La mia stupidita’ correva dietro a quei pensieri con la giacca blu di panno, le scarpe con la fibbia (in alternativa al mocassino) e la speranza che la famiglia ci regalasse uno Stornello Guzzi o il 125 Regolarità Casa della Gilera. Mia madre, che era una donna saggia, non mi compro’ mai il soprabito blu di marca e me ne cuci uno a un solo petto, che lo rendeva una copia ridicola del vero trench blueberry. Ne soffrivo, come si puo’ soffrire di una fesseria ignari come si era di cosa significasse soffrire veramente e per cosa valesse la pena soffrire. Ero tutto questo: una ragazzino senza grandi pensieri, perso dietro alle prime Muratti e Astor fumate di nascosto. Poi il 68 sconvolse quel quieto e tutto sommato inconcludente peregrinare tra sogni di negozi di scarpe e “vasche” nelle vie della moda.

I famosi jeans bell bottom

M
i scombussolo’ a tal punto da svelare il’illusione che un soprabito faccia di te un uomo. Che una cravatta sia il metro di giudizio.Fu una vera liberazione anche da quelle chimere. Anche da sessantottini avevamo i nostri miti nel vestiario, come no (levi’s scampanati in fondo, polacchine, eskimo e via discorrendo), ma con la coscienza che non era attraverso quello che avremmo attraversato i marciapiedi, sentieri, spiagge, boschi e viali alberati che ci avrebbero accompagnato lungo la via. Si apriva un mondo diverso e, quello si, davvero affascinante: nelle piazze in centomila, in viaggio per l’Europa in saccapelo, in qualche stanzetta accaldata a fumare hashish sognando di andare in India, a scuola nei corridoi convinti che stavamo cambiando il mondo. Come, in parte, e’ stato. 

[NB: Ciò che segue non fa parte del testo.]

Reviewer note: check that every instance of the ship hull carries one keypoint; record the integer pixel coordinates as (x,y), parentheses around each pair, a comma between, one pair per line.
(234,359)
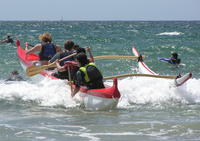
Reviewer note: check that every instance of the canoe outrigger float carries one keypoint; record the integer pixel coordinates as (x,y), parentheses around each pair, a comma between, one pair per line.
(143,68)
(93,99)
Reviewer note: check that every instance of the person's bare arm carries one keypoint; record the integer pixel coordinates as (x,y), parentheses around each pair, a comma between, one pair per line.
(90,53)
(37,47)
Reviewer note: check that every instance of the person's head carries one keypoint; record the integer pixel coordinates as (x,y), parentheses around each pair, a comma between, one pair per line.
(79,49)
(82,59)
(175,55)
(45,37)
(68,45)
(15,72)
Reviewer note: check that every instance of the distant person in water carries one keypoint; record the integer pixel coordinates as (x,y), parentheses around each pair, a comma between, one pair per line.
(174,59)
(14,76)
(46,48)
(7,40)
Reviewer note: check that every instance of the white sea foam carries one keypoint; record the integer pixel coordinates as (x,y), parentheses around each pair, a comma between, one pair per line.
(171,33)
(135,90)
(46,93)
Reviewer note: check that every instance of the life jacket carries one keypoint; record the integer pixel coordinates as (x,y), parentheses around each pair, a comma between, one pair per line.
(64,54)
(48,51)
(91,73)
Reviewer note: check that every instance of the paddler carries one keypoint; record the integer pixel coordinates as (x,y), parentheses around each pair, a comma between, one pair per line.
(174,59)
(88,75)
(46,48)
(7,40)
(14,76)
(61,66)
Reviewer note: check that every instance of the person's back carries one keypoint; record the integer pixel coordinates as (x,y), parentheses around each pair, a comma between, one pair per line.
(88,74)
(95,78)
(48,51)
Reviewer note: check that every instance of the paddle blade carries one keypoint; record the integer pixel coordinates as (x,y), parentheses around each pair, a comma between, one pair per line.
(33,70)
(141,75)
(116,57)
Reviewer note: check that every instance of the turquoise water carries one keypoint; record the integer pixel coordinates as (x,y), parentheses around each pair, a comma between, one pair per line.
(149,109)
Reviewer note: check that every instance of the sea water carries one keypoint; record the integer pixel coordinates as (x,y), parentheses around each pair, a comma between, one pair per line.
(149,108)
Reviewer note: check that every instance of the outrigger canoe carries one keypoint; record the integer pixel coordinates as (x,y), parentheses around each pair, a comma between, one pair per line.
(143,68)
(93,99)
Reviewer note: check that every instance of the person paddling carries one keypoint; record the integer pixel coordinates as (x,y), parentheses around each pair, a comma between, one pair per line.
(7,40)
(61,66)
(174,59)
(14,76)
(88,75)
(46,48)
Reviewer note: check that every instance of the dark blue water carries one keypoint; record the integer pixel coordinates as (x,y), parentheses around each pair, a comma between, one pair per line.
(149,109)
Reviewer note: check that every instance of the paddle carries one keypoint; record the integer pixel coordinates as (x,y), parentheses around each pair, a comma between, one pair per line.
(33,70)
(70,79)
(143,75)
(116,57)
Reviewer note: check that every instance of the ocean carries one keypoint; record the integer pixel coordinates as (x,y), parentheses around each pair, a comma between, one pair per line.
(149,108)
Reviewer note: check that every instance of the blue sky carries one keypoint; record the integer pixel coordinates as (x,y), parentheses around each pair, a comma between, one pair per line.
(100,10)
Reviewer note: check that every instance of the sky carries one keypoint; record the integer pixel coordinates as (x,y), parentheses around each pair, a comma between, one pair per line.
(69,10)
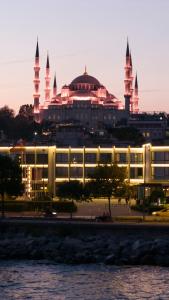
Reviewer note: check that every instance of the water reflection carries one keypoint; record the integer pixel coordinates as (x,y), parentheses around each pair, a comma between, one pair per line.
(43,281)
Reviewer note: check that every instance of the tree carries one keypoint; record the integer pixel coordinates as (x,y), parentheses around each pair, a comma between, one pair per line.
(10,179)
(70,190)
(107,181)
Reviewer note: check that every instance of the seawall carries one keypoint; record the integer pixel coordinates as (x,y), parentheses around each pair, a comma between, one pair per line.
(77,242)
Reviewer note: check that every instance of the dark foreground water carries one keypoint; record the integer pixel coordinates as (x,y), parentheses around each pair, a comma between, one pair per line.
(43,281)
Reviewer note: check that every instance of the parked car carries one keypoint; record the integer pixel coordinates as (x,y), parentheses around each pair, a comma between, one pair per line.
(161,213)
(103,218)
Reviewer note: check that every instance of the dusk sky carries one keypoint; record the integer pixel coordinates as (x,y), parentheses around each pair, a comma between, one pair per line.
(85,32)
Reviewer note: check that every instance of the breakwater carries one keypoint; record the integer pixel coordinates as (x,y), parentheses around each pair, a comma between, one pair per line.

Che fortuna amici miei aver avuto 15 anni nel '68. L’anno che cambio' l'Italia e che fece di un giovane “pistola”, di un”pantula” mingherlino e petulante, un ometto che si misura col mondo. Oggi che 68 sono i miei anni, lo ricordo volentieri. E grazie e chi mi ha fatto gli auguri e anche a chi se n’e’ dimenticato e persino a  chi non aveva nessuna intenzione di farmeli.